Clarification / Additional information
  • The National Institute for Health and Clinical Excellence advises that if a woman with bipolar disorder is planning a pregnancy:
    • She should normally be advised to stop taking valproate, carbamazepine, lithium, and lamotrigine, and an alternative prophylactic drug (such as an antipsychotic) considered.
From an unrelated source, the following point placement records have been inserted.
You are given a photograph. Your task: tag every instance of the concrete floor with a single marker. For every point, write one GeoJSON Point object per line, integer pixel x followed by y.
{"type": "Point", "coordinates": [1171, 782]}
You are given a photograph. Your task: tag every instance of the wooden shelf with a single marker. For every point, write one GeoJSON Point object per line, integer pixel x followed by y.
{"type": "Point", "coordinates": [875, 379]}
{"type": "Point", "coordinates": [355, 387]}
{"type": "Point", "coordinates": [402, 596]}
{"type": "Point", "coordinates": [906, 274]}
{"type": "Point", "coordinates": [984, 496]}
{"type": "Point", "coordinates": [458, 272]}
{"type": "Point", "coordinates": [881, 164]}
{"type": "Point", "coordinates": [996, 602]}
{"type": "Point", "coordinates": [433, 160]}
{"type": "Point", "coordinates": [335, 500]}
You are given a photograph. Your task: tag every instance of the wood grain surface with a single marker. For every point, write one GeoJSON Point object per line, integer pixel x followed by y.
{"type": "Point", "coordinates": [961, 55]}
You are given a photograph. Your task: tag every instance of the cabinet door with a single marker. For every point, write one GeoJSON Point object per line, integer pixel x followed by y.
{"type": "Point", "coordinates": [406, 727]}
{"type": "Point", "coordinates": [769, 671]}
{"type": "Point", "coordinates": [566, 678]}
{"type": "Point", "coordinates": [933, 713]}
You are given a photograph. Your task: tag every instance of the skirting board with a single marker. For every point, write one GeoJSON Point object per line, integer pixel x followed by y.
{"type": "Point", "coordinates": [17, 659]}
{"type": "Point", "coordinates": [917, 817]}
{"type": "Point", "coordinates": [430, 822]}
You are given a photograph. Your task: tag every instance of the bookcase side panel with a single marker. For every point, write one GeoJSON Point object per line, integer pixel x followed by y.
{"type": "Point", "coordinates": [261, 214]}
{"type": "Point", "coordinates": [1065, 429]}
    • If she becomes depressed after stopping prophylactic treatment, psychological therapy (cognitive behavioural therapy) should be offered in preference to an antidepressant because of the risk of precipitating mania. If an antidepressant is used, it should usually be a selective serotonin reuptake inhibitor, but not paroxetine.
Basis for recommendation

These recommendations are based on two published guidelines from the National Institute for Health and Clinical Excellence (NICE); Bipolar disorder: the management of bipolar disorder in adults, children and adolescents, primary care and secondary care [National Collaborating Centre for Mental Health, 2006] and Antenatal and postnatal mental health [National Collaborating Centre for Mental Health, 2007].

  • Antipsychotics:
    • There is some indication of an increased risk of fetal malformation (2.4%, that is 24 per 1,000) [National Collaborating Centre for Mental Health, 2007]. This risk may be related to the underlying illness (information on individual drugs is very limited). One small study (n = 151) found no evidence of increased risk. There is little evidence to distinguish between any first- or second-generation antipsychotics. The risk is thought to be considerably less than with other drugs used in the treatment of bipolar disorder.
  • Lithium:
    • Lithium is associated with an increased risk of fetal heart defects (risk raised from 8 in 1000 to around 60 in 1000) [National Collaborating Centre for Mental Health, 2007]. Rates of Ebstein’s anomaly in particular are raised from 1 in 20,000 to 10 in 20,000.
  • Anticonvulsants:
    • Carbamazepine is associated with an increased risk of neural tube defects (risk raised from 6 in 10,000 to around 20–50 in 10,000) and other major fetal malformations, including gastrointestinal tract problems and cardiac abnormalities [National Collaborating Centre for Mental Health, 2007].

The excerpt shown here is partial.